# Any easy way for Count numbers in a range : Segment Tree , Lazy

given A[1…N] and K two types of query :

type-1 : count number in range [L R] such that A[i] >= K.

type-2 : given no X and range [L R], add value x to all numbers in given range A[i] += X .

1 <= N ,Q <= 10 ^ 5 [ no of elements and no of queries ]

-10^9 <= A[i] ,X <= 10^9 [X is different for each query]

-10^18 <= K <= 10^18

1 <= L <= R <= N

EX :

5 6 2 [N Q K]

1 -2 3 -4 5 [Array A]

1 2 4 [type L R ]

1 3 5

2 1 4 2 [type L R X]

1 1 5

2 1 4 -1

1 1 3

Output :

1

2

3

2

Observation : K is same for all query type -1

Expected Runtime : O(N * logQ)

I was trying such a standard problem , Any possible segment-tree,lazy solution O(N * logQ) so it will be also useful in Tree-path HLD problems O(Q * log N * log N)

1 Like

Nice problem
this problem can be easily solved using square root decomposition method.

We can divide the initial n numbers into B buckets, sort the number in each buckets and maintain the total add val in each bucket. Then for each query:

“Add” update interval [a, b] with c

we only need to rebuild at most two buckets and add c to (b - a) / BUCKET_SIZE buckets

“Query” query interval [a, b] >= c

we only need to scan at most two buckets with each value one by one and quick go through (b-a) / BUCKET_SIZE buckets with binary search quickly

It should be run in O( N/BUCKET_SIZE * log(BUCKET_SIZE, 2)) for each query, which is smaller than bruteforce method( O(N)).
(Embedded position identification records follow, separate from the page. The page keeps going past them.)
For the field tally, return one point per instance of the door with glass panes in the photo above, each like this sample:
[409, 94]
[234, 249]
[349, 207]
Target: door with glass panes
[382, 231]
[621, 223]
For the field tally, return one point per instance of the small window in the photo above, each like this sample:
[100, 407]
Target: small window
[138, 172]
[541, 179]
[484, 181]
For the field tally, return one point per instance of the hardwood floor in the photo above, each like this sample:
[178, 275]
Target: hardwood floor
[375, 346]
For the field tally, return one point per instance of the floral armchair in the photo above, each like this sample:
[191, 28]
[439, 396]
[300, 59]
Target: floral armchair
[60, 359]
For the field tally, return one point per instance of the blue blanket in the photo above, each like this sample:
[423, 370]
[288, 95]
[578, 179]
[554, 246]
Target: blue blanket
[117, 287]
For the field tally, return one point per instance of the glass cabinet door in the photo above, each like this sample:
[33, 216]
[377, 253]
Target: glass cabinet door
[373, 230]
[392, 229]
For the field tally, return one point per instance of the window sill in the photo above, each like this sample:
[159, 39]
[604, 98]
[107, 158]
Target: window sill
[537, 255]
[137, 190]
Though it’s bigger than O(logN), it may be sufficient in most cases.

5 Likes

it depends on the problem like is where to be use -:

1. if you want to find number of elements for more than one ranges than i’ll suggest that use any sorting technique.

exp : suppose you want find no of elements for ranges :- [a,b] [d,b] [c,d] etc

1. if you want yo find only for one range than :-

for(i=;i<n;i++)

{ if(array[i] >= a && array[i] <= b)

count++;
}

Hope i am right!

As i mentioned it will be also useful in Tree-path HLD problems O(Q * log N * log N) if each above query can be answered in O(log n)

Sorry,I can solve this problem(only with sqrt(n)log(n) or log^2(n)),if you need this solution,please write me!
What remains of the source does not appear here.